Princess is beautiful, and many teachers think she is “vapid” (296); however, she is a good student who is just worried. She and Marie are now living with friends. For a while, Marie could not afford Princess’ school ring cap and gown, or senior picture. Princess felt like dying, and she was going to drop out of school. Just in time, Marie found full-time work and was able to buy what her daughter wanted. Princess is accepted at UC Riverside and UC Santa Barbara and will be able to receive aid. As Marie says, Princess’ story has “‘a happy ending’” (299).
Little again loses her serenity when she discovers the principal might file a disciplinary action against her for speaking ill of the administration and school before her 10th grade students. A student who is a gang member approaches her after class and tells her he can have something done to the people who are bothering her. She is horrified and says she will solve her problems in another way.
When Little goes on a rampage instead of teaching, a student named Tashana interrupts her and tells her to solve her problems instead of complaining. Little sends her to Braxton’s office while Tashana says she is sick of Little’s “‘bitchin’’” (302). Tashana is transferred to another class, and Little spends some time teaching Hamlet before spring break. Little forgets to assign Jane Eyre over spring break because she is consumed by her upcoming meeting with the principal. After her meeting, she says that the school is “‘driving me to the brink of madness!’” (305).
In these chapters, Corwin provides more of the students’ stories that explain why they are so invested in education. For example, Danielle is the daughter of famed Olympic sprinter Tommie Smith who is known for raising a fist during the 1968 Olympic games. He was roundly chastised and never made a good living as a runner, so he encourages his daughter to be invested in education.

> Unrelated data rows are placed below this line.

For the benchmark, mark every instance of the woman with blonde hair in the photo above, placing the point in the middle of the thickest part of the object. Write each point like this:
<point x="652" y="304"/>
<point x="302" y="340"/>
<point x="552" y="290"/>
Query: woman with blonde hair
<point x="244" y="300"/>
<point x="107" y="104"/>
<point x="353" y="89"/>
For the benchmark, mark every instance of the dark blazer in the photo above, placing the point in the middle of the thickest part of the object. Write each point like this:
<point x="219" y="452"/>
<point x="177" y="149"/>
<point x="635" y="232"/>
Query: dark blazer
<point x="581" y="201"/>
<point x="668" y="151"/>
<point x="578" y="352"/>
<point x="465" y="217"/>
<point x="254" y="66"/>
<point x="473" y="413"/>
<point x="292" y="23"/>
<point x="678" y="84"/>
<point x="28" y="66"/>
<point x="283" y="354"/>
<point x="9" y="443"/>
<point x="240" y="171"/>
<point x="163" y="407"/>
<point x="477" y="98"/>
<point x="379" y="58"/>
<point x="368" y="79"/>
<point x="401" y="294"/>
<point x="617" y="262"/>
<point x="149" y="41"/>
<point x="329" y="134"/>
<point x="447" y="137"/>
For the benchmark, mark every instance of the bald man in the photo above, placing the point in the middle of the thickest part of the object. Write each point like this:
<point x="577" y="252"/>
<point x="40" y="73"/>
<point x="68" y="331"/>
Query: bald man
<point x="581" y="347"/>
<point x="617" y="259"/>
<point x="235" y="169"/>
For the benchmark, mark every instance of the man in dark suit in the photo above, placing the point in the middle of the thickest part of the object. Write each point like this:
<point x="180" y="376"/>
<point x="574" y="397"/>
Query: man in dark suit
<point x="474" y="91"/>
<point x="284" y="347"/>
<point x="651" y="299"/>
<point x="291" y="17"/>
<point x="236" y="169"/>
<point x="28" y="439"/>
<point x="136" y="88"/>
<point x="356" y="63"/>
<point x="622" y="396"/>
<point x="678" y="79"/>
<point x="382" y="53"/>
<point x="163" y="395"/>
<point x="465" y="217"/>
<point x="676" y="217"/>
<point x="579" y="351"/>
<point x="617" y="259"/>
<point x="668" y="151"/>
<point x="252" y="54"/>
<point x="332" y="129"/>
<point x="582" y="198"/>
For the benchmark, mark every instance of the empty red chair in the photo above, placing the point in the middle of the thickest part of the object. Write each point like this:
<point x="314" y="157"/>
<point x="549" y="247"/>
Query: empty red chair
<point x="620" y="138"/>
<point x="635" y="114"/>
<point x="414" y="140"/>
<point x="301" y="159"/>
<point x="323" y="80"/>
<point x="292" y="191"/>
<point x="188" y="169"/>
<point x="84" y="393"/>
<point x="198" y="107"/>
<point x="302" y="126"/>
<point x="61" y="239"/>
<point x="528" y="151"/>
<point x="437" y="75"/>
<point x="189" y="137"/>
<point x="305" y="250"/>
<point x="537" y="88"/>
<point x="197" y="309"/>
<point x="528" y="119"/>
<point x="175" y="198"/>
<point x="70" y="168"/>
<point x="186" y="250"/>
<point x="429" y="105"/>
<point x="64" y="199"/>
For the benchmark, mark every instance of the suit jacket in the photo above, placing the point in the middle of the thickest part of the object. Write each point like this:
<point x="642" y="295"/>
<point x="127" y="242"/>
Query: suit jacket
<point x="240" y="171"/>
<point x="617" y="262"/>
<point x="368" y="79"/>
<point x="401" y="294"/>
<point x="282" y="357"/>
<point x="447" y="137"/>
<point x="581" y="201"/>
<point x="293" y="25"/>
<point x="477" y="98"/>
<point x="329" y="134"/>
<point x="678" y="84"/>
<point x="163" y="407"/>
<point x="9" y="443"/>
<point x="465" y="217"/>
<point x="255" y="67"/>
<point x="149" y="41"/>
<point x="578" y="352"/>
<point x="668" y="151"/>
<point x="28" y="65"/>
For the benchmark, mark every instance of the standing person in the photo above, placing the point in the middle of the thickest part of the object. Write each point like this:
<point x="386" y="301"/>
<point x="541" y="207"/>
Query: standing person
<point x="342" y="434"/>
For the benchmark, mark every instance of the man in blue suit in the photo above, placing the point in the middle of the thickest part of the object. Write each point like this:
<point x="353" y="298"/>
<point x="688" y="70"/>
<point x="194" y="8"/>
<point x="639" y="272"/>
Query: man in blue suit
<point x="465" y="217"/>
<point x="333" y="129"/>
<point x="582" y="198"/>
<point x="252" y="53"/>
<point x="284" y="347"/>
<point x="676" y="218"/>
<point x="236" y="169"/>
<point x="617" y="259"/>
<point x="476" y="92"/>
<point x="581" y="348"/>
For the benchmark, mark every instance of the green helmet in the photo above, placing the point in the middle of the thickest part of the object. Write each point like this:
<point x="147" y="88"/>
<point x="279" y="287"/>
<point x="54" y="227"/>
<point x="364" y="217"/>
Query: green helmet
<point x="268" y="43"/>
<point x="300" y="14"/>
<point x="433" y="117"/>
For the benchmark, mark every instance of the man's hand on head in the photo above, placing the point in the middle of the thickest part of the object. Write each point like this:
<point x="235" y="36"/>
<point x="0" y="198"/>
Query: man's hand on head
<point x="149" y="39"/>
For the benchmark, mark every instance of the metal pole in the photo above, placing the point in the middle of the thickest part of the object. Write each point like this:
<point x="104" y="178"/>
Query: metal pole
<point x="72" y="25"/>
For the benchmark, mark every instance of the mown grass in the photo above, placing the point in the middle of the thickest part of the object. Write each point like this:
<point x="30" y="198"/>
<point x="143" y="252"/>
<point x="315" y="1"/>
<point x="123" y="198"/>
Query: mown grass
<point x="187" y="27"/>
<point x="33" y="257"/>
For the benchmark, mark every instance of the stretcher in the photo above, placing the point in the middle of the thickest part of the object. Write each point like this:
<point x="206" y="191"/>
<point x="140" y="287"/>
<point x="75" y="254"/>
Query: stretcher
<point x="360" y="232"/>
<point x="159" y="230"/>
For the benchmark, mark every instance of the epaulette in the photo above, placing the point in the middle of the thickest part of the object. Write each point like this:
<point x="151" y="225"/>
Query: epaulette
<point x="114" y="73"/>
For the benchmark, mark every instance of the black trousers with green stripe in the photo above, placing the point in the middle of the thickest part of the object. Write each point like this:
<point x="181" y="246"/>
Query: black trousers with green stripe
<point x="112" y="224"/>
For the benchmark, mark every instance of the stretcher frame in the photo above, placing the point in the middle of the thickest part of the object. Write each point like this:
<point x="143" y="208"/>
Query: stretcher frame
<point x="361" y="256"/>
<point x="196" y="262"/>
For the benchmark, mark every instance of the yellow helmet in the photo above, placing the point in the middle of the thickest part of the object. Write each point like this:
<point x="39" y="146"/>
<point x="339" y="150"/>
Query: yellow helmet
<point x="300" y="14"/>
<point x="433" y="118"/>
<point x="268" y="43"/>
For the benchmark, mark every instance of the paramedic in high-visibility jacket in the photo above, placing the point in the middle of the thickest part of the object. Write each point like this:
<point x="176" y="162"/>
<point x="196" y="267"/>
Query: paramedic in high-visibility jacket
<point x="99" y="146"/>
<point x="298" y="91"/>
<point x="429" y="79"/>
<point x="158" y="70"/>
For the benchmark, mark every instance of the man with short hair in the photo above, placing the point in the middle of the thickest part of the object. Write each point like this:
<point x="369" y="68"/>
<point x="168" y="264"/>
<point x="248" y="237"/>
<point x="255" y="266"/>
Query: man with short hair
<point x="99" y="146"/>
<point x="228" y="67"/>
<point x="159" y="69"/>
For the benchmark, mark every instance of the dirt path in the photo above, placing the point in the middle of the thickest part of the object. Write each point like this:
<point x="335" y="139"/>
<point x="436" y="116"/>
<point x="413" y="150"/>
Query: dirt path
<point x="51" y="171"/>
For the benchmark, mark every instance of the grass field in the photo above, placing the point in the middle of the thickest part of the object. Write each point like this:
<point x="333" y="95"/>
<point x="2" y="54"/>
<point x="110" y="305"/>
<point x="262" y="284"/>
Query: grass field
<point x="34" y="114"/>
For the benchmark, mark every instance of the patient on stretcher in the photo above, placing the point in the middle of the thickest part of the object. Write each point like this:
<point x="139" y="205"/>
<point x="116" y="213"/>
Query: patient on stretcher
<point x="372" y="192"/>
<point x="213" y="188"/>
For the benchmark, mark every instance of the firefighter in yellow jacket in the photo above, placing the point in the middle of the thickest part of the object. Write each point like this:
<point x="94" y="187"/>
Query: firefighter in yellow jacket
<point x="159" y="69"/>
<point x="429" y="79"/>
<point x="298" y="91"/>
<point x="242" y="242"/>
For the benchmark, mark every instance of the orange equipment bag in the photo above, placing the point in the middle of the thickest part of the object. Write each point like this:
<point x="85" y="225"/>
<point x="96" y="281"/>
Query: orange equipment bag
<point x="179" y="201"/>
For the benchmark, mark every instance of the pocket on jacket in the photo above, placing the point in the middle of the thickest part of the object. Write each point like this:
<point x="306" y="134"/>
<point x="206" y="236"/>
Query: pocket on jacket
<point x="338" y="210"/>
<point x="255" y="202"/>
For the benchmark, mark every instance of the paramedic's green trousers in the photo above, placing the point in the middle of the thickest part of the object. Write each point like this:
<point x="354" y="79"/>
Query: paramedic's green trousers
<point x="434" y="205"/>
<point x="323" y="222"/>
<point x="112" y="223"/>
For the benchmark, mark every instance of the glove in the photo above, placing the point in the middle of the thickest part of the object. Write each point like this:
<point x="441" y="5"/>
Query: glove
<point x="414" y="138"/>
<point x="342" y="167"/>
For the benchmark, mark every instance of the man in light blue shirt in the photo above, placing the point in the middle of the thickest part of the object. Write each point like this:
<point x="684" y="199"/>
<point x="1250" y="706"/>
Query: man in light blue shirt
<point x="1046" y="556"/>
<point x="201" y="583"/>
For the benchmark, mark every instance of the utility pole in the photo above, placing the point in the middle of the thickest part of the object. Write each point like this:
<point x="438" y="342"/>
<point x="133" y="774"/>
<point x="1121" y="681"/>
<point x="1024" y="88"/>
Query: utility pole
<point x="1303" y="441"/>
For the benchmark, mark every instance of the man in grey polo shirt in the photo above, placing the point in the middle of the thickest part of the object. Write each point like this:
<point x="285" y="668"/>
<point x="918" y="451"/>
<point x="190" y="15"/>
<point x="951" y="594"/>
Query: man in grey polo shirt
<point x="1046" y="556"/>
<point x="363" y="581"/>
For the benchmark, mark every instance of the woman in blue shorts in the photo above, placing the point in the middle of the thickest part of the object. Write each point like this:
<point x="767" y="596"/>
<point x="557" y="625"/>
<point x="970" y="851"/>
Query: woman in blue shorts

Princess has lived much of her life being evicted from one apartment after another, and she believes education will help her live a better life. The students want to do well, and the college acceptances they begin to receive mean a great deal to them. Homecoming is also a significant event for both Willie and Latisha, who are chosen as homecoming king and queen. Their fellow students do not know that Willie and Latisha’s mothers both suffer from crack cocaine addiction. Homecoming is not just a popularity contest for Willie and Latisha, but an honor that symbolizes their survival, success, and ability to follow their own paths instead of the footsteps of their mothers.
Olivia’s situation also serves to point out an irony in the juvenile system: She needed therapy but only received it once she had committed a crime. If she had received therapy as a preventative effort, it may have helped her avoid committing a crime in the first place.
Little is increasingly angry about the administration and the way she perceives she is treated at the school. She spends much of her class time railing against the administration rather than teaching, even though the AP exam is approaching.
These chapters capture the growing tension between the students’ hopes on one side and their frustrations with their teacher on the other. Though the students are invested in their education, and Little has the potential to be a good teacher, Little’s personal problems consume her to the point at which she is no longer an effective teacher.